A total of 31 age- and sex-matched early PD patients and 22 healthy volunteers were recruited in the present study. DTI was performed, and the data analyzed with fsl4.0 software. The fractional anisotropy (FA) was compared between both groups with an independent t test, and the differential area was analyzed. White matter fiber tracts with significant difference in FA between the two groups were selected, and their FAs were measured. Pearson's correlation analysis was employed to analyze the unified Parkinson's disease rating scale (UPDRS) score and its association with FA of different tracts.
When compared with healthy volunteers, early PD patients had reduced FA in the following areas: bilateral anterior corona radiate, upper corona radiate, fasciculus arcuatus, crus anterius capsulae internae, crus posterius capsulae internae, capsula externa, posterior thalamic radiation, optic radiation, sagittal layer (including fasciculus arcuatus and inferior fronto-occipital fasciculus), crura fornicis, stria terminalis, fornix, genu, body and pad of corpus callosum, left unciform fasciculus, right cingulate bundle, right medipeduncle, and arcuate fibers in the bilateral frontal, temporal, and occipital lobes (P < 0.05). When compared with healthy volunteers, early PD patients showed abnormal FA of fasciculus in the white matter mainly in following areas: bilateral crus anterius capsulae internae, bilateral capsula externa, right anterior corona radiate, body and pad of bilateral corpus callosum, and left sagittal layer (including fasciculi longitudinalis inferior and fasciculus occipitofrontalis inferior) (P < 0.05). In addition, in early PD patients, the UPDRS score and movement score had no relationship with the FA of different fasciculi in the white matter (P > 0.05).

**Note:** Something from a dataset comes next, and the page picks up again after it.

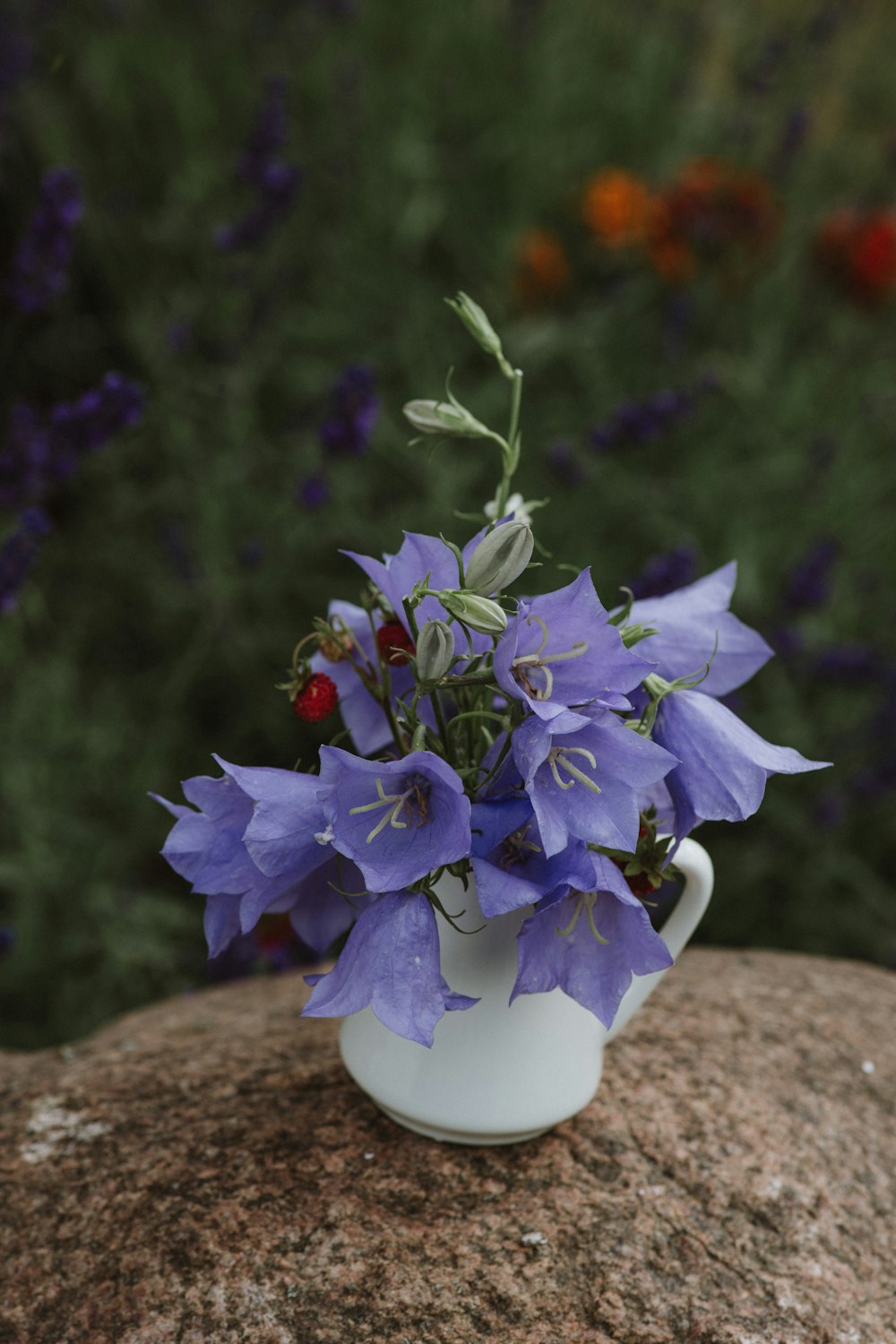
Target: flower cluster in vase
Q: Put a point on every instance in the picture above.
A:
(543, 747)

There is wide alteration of white matter microstructure in early PD patients, which is characterized by disruption of projection fibers in the descending pathway, limbic system-related fasciculi, corpus callosum, thalamus after radiation, posterior thalamic radiation, Gratiolet's bundle and other fasciculi in the white matter.

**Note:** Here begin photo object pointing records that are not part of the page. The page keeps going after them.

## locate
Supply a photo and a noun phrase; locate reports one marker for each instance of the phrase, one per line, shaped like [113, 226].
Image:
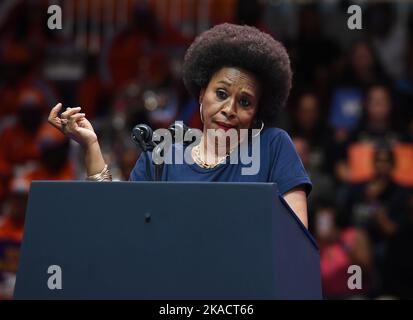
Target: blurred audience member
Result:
[18, 142]
[339, 249]
[377, 128]
[362, 69]
[376, 205]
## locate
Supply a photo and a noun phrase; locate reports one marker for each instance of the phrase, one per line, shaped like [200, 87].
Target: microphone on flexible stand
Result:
[142, 136]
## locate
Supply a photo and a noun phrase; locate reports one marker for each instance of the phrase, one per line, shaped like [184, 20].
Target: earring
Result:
[200, 113]
[262, 127]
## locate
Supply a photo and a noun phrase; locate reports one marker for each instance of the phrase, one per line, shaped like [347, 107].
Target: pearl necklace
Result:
[196, 154]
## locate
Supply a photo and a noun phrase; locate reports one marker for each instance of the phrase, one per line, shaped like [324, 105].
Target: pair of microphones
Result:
[143, 136]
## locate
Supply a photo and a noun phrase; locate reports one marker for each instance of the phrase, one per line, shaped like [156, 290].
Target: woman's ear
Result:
[201, 95]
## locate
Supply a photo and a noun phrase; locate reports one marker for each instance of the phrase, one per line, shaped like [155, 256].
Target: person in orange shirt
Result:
[18, 142]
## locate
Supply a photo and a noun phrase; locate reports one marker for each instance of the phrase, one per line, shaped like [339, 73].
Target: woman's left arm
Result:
[297, 200]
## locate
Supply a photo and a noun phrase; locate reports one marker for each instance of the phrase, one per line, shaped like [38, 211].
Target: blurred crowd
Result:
[350, 114]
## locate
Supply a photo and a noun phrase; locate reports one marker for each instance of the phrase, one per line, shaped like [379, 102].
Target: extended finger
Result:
[69, 112]
[76, 116]
[53, 116]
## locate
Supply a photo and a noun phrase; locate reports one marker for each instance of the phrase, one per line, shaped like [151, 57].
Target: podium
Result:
[164, 240]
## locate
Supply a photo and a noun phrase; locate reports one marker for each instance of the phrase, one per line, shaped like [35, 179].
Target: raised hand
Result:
[73, 124]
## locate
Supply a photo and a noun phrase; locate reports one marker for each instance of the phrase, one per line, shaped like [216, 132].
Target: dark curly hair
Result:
[229, 45]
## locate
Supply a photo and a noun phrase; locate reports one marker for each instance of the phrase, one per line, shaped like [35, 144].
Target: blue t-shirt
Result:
[278, 162]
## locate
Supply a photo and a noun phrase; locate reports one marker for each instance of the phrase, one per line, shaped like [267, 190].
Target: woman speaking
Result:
[241, 77]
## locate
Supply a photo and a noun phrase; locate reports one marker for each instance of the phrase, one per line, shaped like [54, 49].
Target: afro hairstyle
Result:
[245, 47]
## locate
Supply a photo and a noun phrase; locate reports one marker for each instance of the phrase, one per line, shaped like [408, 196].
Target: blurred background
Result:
[350, 112]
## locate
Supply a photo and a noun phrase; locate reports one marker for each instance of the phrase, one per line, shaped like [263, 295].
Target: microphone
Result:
[178, 130]
[142, 135]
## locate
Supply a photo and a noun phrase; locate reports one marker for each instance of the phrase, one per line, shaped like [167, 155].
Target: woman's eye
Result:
[221, 94]
[245, 102]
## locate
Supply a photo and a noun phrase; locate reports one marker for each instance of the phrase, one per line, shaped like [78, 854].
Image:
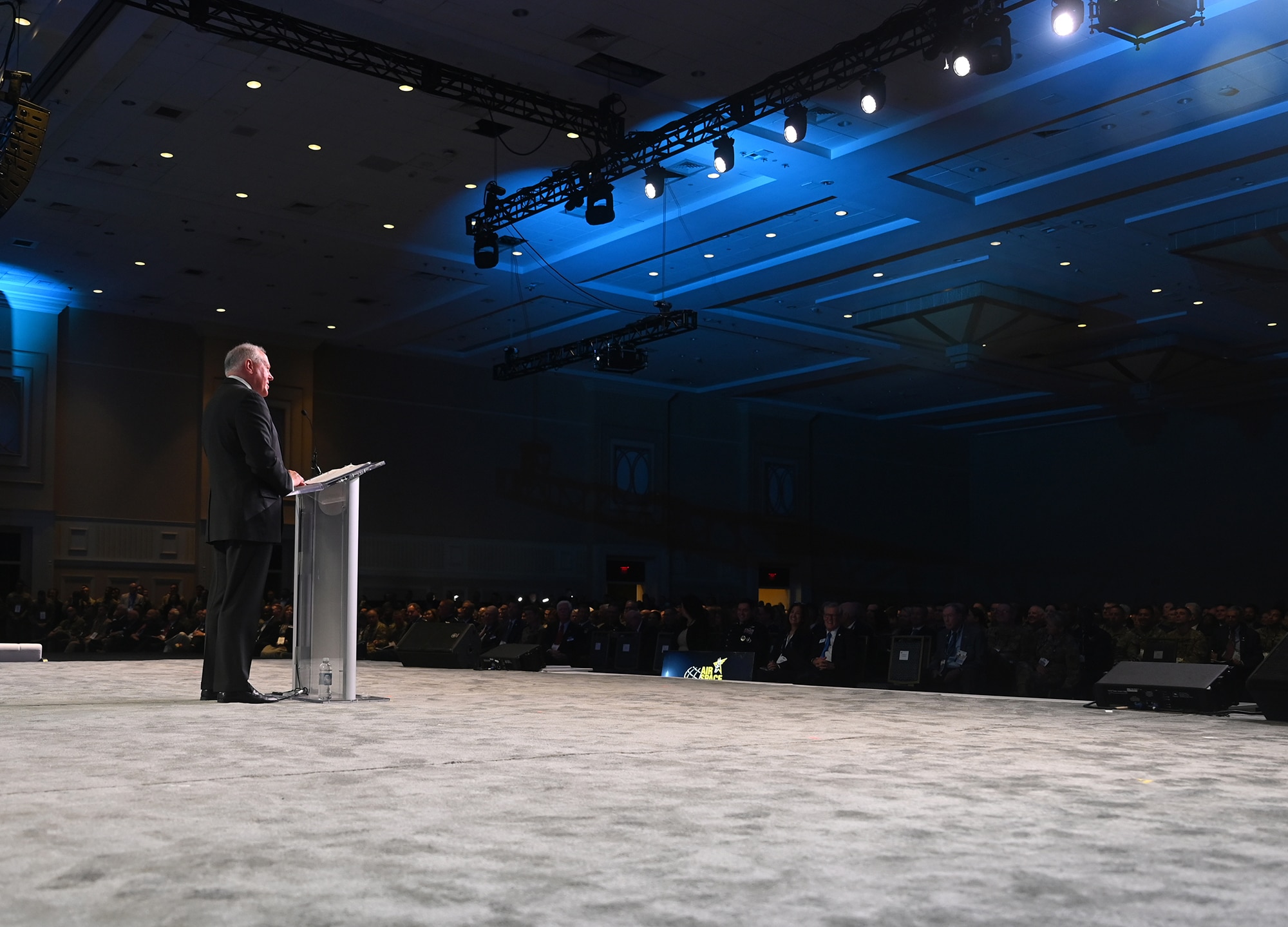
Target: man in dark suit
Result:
[839, 655]
[961, 651]
[248, 482]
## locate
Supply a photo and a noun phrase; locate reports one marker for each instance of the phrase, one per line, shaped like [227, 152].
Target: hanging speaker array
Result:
[23, 133]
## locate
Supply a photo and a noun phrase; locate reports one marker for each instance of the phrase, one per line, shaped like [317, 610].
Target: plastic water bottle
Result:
[325, 680]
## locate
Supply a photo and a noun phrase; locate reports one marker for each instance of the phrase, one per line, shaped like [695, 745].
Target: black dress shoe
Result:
[249, 697]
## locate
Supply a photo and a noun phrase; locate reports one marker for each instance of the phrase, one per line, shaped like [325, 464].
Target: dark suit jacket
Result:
[799, 652]
[974, 642]
[847, 660]
[1249, 645]
[248, 478]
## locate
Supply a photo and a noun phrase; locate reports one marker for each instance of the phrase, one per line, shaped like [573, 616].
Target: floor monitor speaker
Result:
[909, 658]
[1268, 685]
[527, 657]
[665, 645]
[1196, 688]
[444, 645]
[627, 652]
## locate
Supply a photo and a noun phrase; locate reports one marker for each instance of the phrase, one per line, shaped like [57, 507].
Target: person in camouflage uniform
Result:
[1272, 630]
[1121, 631]
[1192, 645]
[1057, 662]
[1009, 643]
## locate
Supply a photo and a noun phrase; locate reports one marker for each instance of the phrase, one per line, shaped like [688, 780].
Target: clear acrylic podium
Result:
[327, 581]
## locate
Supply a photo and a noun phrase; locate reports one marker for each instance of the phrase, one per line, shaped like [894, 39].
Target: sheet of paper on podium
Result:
[339, 474]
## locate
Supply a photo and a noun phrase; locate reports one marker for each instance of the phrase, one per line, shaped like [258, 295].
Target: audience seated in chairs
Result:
[961, 653]
[1057, 652]
[838, 661]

基于基于纤维束的空间统计(TBSS)的扩散张量成像(DTI)分析早期帕金森病(PD)患者脑白质的微观结构。
本研究共纳入31例年龄和性别匹配的早期PD患者及22名健康志愿者。进行DTI检查,并使用fsl4.0软件对数据进行分析。采用独立t检验比较两组间的分数各向异性(FA),并分析差异区域。选取两组间FA有显著差异的白质纤维束,测量其FA值。采用Pearson相关分析分析统一帕金森病评定量表(UPDRS)评分及其与不同纤维束FA值的相关性。

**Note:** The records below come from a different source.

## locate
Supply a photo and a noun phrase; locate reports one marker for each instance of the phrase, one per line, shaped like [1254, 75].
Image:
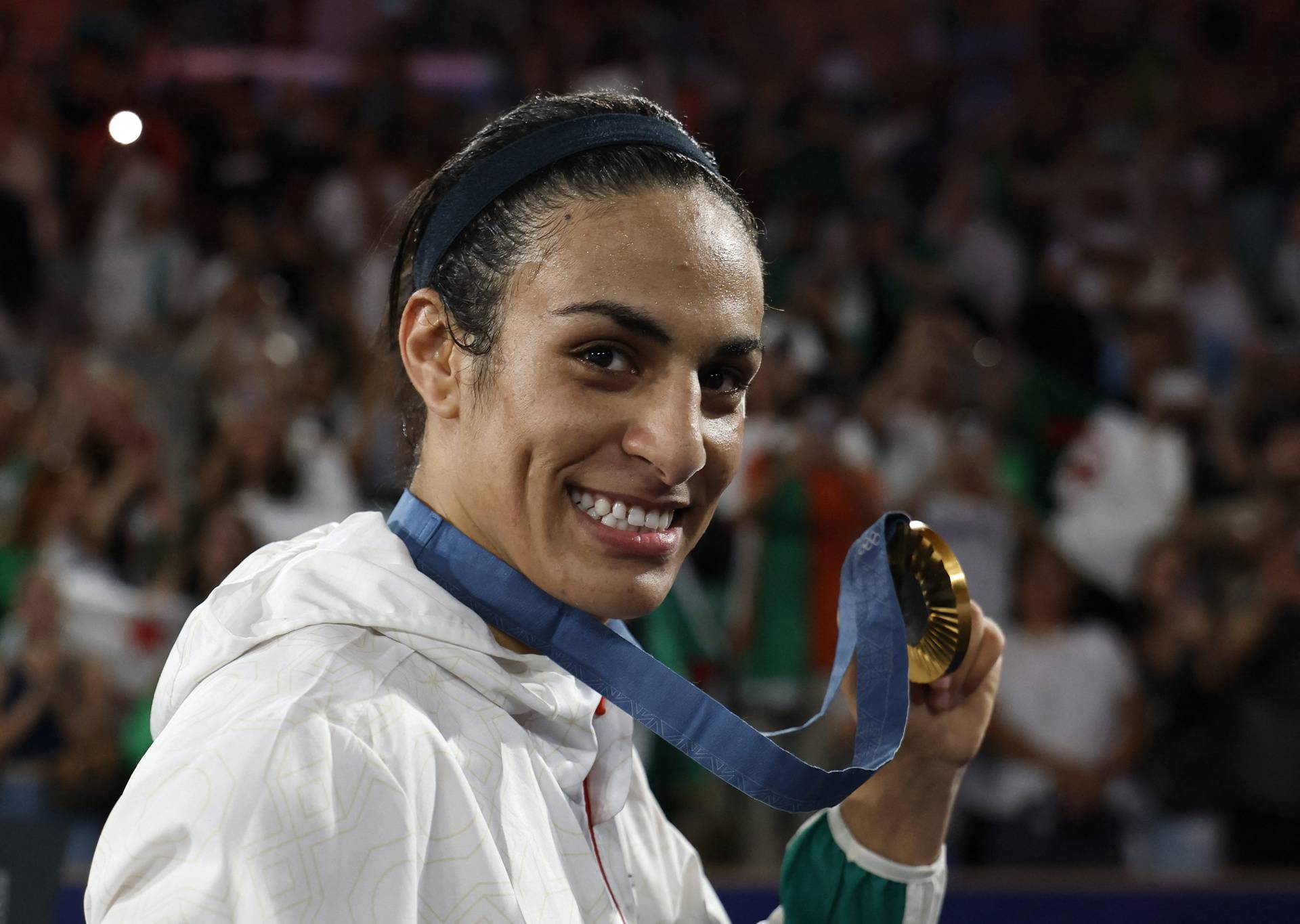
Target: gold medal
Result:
[936, 607]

与健康志愿者相比,早期PD患者在以下区域FA值降低:双侧放射冠前部、放射冠上部、弓状束、内囊前肢、内囊后肢、外囊、丘脑后辐射、视辐射、矢状层(包括弓状束和额枕下束)、穹窿脚、终纹、穹窿、胼胝体膝部、体部和压部、左侧钩束、右侧扣带束、右侧脑桥脚以及双侧额叶、颞叶和枕叶的弓状纤维(P<0.05)。与健康志愿者相比,早期PD患者白质中主要在以下区域的纤维束FA值异常:双侧内囊前肢、双侧外囊、右侧放射冠前部、双侧胼胝体体部和压部以及左侧矢状层(包括下纵束和额枕下束)(P<0.05)。此外,在早期PD患者中,UPDRS评分和运动评分与白质中不同纤维束的FA值无关(P>0.05)。
早期PD患者白质微观结构存在广泛改变,其特征为下行通路、边缘系统相关纤维束、胼胝体、丘脑辐射后、丘脑后辐射、Gratiolet束及其他白质纤维束中的投射纤维中断。